0

I got a sqoop export job for exporting per user unique counts from hdfs to mysql.

Here is the table used:

CREATE TABLE IF NOT EXISTS user_uniques (
  user_id int(10) unsigned NOT NULL,
  uniques int(10) unsigned NOT NULL DEFAULT '0',
  PRIMARY KEY (user_id)
) ENGINE=InnoDB

Heres a sample insert/update statement being used:

INSERT INTO user_uniques (user_id, uniques) VALUES (1,200), (2,300), (3,400) ON DUPLICATE KEY UPDATE uniques = VALUES(uniques)

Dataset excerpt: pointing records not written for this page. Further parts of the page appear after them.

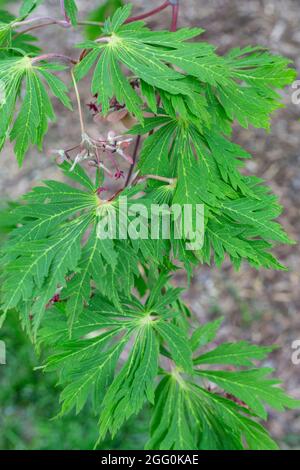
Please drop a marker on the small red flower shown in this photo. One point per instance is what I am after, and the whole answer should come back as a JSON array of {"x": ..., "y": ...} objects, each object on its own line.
[{"x": 119, "y": 174}]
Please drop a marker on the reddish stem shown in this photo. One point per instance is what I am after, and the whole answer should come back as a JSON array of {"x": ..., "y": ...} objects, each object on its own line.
[
  {"x": 149, "y": 13},
  {"x": 175, "y": 13}
]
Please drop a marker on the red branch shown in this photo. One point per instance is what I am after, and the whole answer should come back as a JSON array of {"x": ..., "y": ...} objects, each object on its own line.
[{"x": 149, "y": 13}]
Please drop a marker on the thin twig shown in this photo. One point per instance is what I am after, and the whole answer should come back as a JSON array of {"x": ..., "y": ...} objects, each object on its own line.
[
  {"x": 134, "y": 157},
  {"x": 175, "y": 13},
  {"x": 79, "y": 104}
]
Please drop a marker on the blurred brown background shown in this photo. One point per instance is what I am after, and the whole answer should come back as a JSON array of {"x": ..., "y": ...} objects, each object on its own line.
[{"x": 263, "y": 307}]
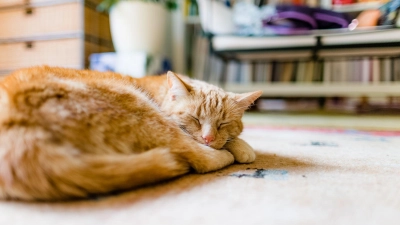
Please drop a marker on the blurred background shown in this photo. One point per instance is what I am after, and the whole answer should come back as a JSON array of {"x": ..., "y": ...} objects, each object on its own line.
[{"x": 306, "y": 55}]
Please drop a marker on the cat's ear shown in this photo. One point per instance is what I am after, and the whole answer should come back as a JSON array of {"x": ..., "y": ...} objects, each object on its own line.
[
  {"x": 177, "y": 88},
  {"x": 246, "y": 99}
]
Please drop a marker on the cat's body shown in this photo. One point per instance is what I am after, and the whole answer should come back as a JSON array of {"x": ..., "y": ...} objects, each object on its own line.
[{"x": 70, "y": 134}]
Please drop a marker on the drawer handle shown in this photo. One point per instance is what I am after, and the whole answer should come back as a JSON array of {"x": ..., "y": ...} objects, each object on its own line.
[{"x": 29, "y": 44}]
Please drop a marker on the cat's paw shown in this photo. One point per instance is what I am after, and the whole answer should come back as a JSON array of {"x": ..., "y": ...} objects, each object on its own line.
[{"x": 242, "y": 151}]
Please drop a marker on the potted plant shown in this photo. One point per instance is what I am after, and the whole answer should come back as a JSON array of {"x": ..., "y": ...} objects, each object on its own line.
[{"x": 139, "y": 25}]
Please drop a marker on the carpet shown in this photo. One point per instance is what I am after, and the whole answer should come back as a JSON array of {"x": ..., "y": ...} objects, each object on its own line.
[{"x": 301, "y": 176}]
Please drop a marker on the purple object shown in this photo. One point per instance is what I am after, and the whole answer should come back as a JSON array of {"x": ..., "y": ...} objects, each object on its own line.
[{"x": 292, "y": 19}]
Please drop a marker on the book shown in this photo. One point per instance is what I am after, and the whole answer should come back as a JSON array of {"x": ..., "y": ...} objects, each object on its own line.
[{"x": 287, "y": 72}]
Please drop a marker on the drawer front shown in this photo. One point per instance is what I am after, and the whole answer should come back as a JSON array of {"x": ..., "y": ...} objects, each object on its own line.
[
  {"x": 48, "y": 20},
  {"x": 64, "y": 52},
  {"x": 10, "y": 3}
]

We are inserting at 100 records per statement and 100 statements per transaction. But the throughput is very low.

Are there any other upsert techniques that we can rely on for better performance?

Thanks!

user2727704
  • 625
  • 1
  • 10
  • 21
  • `unsigned NOT`? that's not a valid sql data type... `unsigned NOT NULL` maybe, but NOT by itself? flat out syntax error. – Marc B Jun 24 '14 at 19:01
  • Sorry, typo when composing the post. – user2727704 Jun 24 '14 at 19:03
  • Which engine are you using? If you are using InnoDb, there's a performance cost for unordered primary keys: http://stackoverflow.com/questions/23470130/random-primary-key-for-innodb – wils484 Jun 24 '14 at 19:06
  • Thanks wils484 for the pointers. We are using InnoDB but the problem is we don't have many insert, mostly will be updates. The insert aren't taking much time when we have the insert though. – user2727704 Jun 24 '14 at 19:19

0 Answers0